Editorial

El TC y la usurpación de la voluntad popular

No corresponde a los magistrados del alto tribunal la potestad de establecer nuevos derechos, función reservada al Poder Legislativo.

El nuevo presidente del Tribunal Constitucional (TC), Cándido Conde-Pumpido, en Zarzuela antes de su audiencia con Felipe VI
El nuevo presidente del Tribunal Constitucional (TC), Cándido Conde-Pumpido, en Zarzuela antes de su audiencia con Felipe VICarlos LujánEuropa Press

No es cuestión de entrar en el fondo ideológico de la sentencia del Tribunal Constitucional sobre el aborto porque ni este puede ser nunca un derecho de la mujer ni, en su caso, corresponde a los magistrados del alto tribunal la potestad de establecer nuevos derechos, función reservada al Poder Legislativo, es decir, a los representantes de la soberanía nacional.

Nos hallamos, pues, ante un supuesto de una gravedad inocultable, puesto que se abre el camino para que la turnicidad en las mayorías pueda llevar a interpretaciones constitucionales no sólo dispares, sino alejadas del espíritu constituyente del texto fundamental sobre el que se conforma nuestro sistema democrático y de derecho, que fue respaldado por las Cortes, primero, y refrendado en urnas, después, por la inmensa mayoría de los españoles.
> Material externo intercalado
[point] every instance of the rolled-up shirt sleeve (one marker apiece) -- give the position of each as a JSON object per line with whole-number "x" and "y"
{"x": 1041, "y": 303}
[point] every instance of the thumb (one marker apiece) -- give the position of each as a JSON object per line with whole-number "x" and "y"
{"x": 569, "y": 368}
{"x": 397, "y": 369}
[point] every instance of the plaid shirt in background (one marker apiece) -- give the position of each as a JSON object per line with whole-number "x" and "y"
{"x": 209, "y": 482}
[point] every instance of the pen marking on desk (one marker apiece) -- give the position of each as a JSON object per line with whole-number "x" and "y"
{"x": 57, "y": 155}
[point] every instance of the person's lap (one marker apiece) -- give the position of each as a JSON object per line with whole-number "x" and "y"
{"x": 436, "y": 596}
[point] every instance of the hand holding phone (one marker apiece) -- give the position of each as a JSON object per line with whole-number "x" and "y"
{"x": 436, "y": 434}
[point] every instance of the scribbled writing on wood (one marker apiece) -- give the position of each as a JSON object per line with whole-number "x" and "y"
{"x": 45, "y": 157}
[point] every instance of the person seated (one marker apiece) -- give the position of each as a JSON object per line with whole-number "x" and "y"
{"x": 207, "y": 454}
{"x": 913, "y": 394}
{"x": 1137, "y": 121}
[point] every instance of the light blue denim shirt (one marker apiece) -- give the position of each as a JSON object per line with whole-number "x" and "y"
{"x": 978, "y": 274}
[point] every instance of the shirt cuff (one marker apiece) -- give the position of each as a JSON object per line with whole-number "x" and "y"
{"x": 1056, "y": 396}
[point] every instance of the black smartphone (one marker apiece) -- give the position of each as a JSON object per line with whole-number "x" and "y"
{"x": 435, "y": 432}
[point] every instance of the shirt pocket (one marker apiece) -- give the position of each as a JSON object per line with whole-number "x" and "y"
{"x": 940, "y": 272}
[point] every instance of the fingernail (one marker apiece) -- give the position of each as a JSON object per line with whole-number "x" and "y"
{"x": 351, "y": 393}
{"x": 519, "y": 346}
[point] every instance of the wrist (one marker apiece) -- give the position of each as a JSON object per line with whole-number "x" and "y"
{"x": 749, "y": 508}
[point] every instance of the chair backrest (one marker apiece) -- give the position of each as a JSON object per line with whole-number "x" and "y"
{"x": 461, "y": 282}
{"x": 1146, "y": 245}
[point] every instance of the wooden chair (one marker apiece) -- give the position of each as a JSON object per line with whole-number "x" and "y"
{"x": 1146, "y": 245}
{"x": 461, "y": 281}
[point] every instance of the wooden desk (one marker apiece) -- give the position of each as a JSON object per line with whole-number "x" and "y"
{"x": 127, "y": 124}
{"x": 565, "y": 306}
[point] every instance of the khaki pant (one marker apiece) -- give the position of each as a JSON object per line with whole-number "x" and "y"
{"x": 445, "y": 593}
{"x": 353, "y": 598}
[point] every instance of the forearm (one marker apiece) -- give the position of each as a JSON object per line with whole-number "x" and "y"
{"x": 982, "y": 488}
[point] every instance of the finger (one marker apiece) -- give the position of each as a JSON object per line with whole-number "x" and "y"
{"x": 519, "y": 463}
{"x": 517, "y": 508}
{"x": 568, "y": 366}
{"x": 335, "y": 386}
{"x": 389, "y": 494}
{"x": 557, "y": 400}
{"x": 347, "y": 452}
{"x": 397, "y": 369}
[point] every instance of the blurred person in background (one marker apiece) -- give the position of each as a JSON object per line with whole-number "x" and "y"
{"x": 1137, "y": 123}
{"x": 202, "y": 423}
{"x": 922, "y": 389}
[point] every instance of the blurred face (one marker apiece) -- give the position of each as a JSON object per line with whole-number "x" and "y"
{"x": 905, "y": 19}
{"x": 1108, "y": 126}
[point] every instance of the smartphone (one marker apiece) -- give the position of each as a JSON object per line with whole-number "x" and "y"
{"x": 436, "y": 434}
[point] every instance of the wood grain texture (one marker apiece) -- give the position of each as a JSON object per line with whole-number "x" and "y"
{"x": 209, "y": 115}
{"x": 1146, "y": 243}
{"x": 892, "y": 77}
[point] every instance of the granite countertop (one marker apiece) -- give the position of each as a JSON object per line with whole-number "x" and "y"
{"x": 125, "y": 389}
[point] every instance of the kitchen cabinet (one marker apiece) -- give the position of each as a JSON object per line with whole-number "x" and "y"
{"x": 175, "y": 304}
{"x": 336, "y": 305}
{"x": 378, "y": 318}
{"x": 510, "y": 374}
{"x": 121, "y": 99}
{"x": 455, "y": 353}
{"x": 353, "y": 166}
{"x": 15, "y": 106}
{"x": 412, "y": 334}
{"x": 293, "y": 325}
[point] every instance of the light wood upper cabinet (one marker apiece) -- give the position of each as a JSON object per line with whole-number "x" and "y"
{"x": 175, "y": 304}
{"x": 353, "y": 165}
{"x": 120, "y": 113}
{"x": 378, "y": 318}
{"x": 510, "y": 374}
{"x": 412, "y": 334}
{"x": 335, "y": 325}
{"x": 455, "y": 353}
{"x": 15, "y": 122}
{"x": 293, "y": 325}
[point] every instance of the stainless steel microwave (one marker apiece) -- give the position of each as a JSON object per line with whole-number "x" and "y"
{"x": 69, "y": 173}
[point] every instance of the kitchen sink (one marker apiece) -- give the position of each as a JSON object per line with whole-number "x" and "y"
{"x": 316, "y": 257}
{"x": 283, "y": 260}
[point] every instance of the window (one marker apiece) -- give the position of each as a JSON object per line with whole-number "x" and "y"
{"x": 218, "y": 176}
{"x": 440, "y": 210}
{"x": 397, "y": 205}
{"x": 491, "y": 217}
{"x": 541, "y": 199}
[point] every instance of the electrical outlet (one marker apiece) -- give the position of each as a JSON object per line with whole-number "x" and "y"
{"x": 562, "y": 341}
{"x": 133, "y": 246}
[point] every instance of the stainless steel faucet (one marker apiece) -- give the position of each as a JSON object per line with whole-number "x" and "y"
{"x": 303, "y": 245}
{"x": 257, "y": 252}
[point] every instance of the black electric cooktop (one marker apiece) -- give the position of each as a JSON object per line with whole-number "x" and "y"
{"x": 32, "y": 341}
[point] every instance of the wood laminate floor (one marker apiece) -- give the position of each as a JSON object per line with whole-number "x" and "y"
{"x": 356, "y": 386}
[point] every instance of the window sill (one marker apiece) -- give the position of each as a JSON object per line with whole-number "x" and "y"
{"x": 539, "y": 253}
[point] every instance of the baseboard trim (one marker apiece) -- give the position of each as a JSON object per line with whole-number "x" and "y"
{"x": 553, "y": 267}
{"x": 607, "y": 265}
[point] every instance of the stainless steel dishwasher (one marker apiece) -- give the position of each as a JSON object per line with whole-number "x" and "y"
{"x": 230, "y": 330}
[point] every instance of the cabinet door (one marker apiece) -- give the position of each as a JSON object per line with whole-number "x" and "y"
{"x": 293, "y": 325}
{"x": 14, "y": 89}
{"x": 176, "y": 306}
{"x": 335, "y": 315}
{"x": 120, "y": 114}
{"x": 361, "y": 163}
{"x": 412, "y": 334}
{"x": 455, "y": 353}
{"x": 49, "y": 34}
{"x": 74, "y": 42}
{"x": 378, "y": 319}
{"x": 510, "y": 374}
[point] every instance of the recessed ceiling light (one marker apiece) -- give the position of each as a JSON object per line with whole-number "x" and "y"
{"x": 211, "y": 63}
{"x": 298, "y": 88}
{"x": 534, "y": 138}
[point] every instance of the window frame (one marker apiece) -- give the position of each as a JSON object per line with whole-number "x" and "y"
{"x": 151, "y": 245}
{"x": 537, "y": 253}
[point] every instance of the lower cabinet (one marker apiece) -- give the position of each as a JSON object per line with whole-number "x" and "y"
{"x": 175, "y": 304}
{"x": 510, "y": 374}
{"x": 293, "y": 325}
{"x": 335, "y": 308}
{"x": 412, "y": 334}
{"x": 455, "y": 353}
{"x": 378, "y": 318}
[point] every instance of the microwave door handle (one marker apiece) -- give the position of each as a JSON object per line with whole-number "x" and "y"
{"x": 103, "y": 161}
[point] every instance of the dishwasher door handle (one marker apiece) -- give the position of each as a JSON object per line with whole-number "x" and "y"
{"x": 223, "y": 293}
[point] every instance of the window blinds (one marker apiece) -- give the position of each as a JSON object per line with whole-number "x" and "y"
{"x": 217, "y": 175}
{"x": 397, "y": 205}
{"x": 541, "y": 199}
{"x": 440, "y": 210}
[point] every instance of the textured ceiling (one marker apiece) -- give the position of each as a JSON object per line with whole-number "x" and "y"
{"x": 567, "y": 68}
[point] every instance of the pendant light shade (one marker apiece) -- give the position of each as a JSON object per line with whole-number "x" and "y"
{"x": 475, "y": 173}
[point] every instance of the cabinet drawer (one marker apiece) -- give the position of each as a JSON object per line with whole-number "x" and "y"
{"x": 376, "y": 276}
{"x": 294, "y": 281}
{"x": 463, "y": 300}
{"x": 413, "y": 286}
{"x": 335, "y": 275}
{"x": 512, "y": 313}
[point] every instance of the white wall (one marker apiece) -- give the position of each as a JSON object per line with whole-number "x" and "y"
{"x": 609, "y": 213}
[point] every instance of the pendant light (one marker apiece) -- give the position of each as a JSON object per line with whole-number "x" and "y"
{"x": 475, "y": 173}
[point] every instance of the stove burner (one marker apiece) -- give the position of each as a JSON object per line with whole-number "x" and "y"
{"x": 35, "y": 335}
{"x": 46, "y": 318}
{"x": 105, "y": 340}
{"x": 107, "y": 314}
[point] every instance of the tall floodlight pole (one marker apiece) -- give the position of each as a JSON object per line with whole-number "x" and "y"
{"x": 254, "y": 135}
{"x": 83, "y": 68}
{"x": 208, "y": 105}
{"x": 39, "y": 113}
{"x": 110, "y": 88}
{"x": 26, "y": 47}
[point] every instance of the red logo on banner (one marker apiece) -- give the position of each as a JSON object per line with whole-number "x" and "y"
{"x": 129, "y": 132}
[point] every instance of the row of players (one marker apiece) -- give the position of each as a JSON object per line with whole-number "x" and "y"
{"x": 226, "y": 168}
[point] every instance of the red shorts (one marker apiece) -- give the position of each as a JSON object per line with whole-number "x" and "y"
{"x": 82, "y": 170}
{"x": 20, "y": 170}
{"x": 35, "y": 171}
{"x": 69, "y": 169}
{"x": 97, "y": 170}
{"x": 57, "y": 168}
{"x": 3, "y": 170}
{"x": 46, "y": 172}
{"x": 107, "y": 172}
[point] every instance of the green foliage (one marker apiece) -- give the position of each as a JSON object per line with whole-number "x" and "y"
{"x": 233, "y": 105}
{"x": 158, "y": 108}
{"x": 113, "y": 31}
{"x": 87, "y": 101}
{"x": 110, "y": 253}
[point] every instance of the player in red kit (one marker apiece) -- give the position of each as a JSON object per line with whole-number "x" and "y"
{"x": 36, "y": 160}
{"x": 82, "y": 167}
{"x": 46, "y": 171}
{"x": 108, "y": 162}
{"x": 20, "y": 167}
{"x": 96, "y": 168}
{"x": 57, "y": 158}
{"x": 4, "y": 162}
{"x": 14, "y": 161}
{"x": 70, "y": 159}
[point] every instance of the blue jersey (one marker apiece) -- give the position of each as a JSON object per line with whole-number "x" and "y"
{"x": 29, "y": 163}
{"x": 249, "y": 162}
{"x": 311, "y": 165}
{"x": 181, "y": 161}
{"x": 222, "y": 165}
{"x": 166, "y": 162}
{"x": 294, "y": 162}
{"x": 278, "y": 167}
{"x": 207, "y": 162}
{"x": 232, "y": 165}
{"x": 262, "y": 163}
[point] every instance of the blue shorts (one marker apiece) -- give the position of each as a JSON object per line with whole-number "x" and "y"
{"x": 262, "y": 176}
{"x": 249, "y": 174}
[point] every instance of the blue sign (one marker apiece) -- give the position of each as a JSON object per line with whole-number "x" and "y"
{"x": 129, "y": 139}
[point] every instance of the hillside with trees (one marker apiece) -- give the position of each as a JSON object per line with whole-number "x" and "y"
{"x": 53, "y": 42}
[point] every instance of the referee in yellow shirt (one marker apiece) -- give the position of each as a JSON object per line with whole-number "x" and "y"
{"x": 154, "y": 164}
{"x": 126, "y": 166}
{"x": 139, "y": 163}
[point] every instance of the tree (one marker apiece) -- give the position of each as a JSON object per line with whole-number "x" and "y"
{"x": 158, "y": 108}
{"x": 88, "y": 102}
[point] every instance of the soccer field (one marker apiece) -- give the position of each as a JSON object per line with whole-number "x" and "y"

Y, aquí, cuando hablamos de un derecho esencial, como es el derecho a la vida, no caben apelaciones al principio, ¿ajurídico?, acuñado por la doctrina norteamericana de que la Constitución es un «documento vivo» que debe ajustarse a los nuevos modelos de comportamiento social o a los intereses políticos y económicos sobrevenidos sin necesidad de abordar las preceptivas normas para su reforma, simplemente, a través de las interpretaciones de los magistrados del Tribunal, que se convierten de facto en guardianes y verdugos de la Carta Magna, es decir, en usurpadores de la voluntad popular.

Esto es, exactamente, lo que ha ocurrido en España con los recursos a las leyes del aborto y la eutanasia, donde una mayoría «progresista» del Tribunal ha tirado del sofismo más pedestre para contentar al partido político que propició sus nombramientos. Y si hablamos de sofismo es porque no se puede deducir del texto constitucional la existencia de un derecho infinito a la autodeterminación del individuo, donde el deseo personal pase por encima de los derechos ajenos, y llevando su interpretación al absurdo de considerar que la maternidad puede llegar a vulnerar la dignidad de la mujer, delirio jurídico que nos llevaría a considerar la gestación como un acto indigno.

Pero, en cualquier caso, como señalábamos al principio, los magistrados del Tribunal Constitucional ni son fuente de Derecho ni están legitimados para crear leyes o reformarlas. Por último, pero no menos importante, la defensa de la vida ha sufrido con esta decisión un gran daño, pero no por ello irreversible. La lucha contra el aborto, como contra la esclavitud, es una labor de siglos, con sus avances y retrocesos, ardua y, especialmente, vinculada al progreso de los derechos y libertades de los seres humanos. No hay, pues, que resignarse ni, mucho menos, aceptar que la eliminación de un ser humano en el seno materno sea moralmente aceptable. Podrá ser legal en el ordenamiento jurídico de un tiempo y un lugar determinados, pero nada más.